Chevy Captiva owners demand payouts
Roughly 100 owners of Chevrolet's Captiva model are calling on General Motors (GM) Thailand to pay them the 500,000 baht that was slashed from the model's price tag last week.
However, the local distributor has said it is not liable because the price had been cut to clear stocks. The distributor also insisted that the promotion complied with local regulations and that owners can still have their Chevrolet cars serviced at any of the 87 centres nationwide even after the automaker exits Thailand.
Chevrolet recently began offering huge discounts on three models -- Captiva, Trailblazer and Colorado -- to clear its stocks in time for its exit at the end of this year. The Captiva price was slashed by 500,000 baht, bringing it down to 499,000-699,000 baht plus 7% value added tax.
Natthapon Khankaew, a representative of the protesters, said they had bought Captivas when the model was launched in September last year, before GM announced it was exiting Thailand five months later.
"The steep discounts have affected the repayment of auto loans, renewal of insurance, resale price and depreciation," he said. Insurers have cut their coverage and premiums by 50% in line with the new price of the Captiva.
"Chevrolet is not being fair by bringing the price of the car down by 500,000 baht," he said, adding that he and his group want to end their purchase contracts with Chevrolet and lenders.

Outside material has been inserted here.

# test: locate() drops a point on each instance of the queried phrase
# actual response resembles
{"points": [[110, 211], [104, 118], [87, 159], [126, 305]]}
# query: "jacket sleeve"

He also said the decision to exit Thailand can't have been made in a day or two.
"We wonder what GM was covering up and why it did not negotiate with existing buyers before making its announcement," he said. "Plus we don't trust the after-sales service once the company leaves the country."
On Monday, Chevrolet Thailand announced its commitment to provide a three-year or 100,000km factory warranty, genuine spare parts and other services to its customers.